This paper presents HealthGPT, a medical large vision-language model (Med-LVLM) that unifies both comprehension and generation of medical images. The key contributions include:

  1. Heterogeneous Low-Rank Adaptation (H-LoRA);
  2. Hierarchical Visual Perception ;
  3. Three-Stage Learning Strategy;
  4. A curated multi-modal dataset covering 7 comprehension tasks (VQA, medical reasoning, pathology) and 5 generation tasks (modality transformation, super-resolution, image reconstruction);
  5. The model outperforms existing Med-LVLMs (e.g., LLaVA-Med, Med-Flamingo, HuatuoGPT-Vision) and achieves state-of-the-art (SOTA) results across multiple medical imaging benchmarks.

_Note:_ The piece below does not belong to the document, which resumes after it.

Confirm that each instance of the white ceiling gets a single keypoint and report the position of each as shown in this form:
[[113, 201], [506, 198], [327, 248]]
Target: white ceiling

While the work is technically solid and introduces meaningful innovations, its improvements in VQA performance are marginal, and the evaluation of image generation lacks perceptual metrics.

给作者的问题

  1. Has HealthGPT been tested in real-world clinical settings?
  2. Could you provide qualitative examples where VQA fails?

论据与证据

  1. HealthGPT is the first unified Med-LVLM integrating comprehension and generation: Supported, as existing works (e.g., LLaVA-Med) focus on comprehension only.
  2. H-LoRA effectively separates comprehension and generation tasks: Partially supported. Ablation studies demonstrate benefits, but there is no clear comparison with other PEFT methods (e.g., MoELoRA) beyond training efficiency.
  3. HealthGPT achieves SOTA performance on medical VQA and generation tasks: Not supported. The improvements in VQA over HuatuoGPT-Vision are minor, and some of the published work has a higher VQA effect than this study.
  4. Three-stage training improves performance: Well-supported, as the structured training prevents catastrophic forgetting.

Suggested Improvements:

  1. Provide qualitative visualizations for VQA (e.g., heatmaps, model reasoning breakdown).
  2. Add perceptual metrics (e.g., FID, LPIPS) for evaluating generation tasks.
  3. For QA/VQA, please compare with more advanced methods such as LLAVA-MED+ +, etc.

方法与评估标准

The methodology is well-designed:

  1. H-LoRA: Decouples learning across tasks using a Mixture-of-Experts (MoE)-like mechanism.
  2. HVP: Dynamically selects abstract vs. detailed image features.
  3. TLS: Ensures a structured alignment between vision-language modalities.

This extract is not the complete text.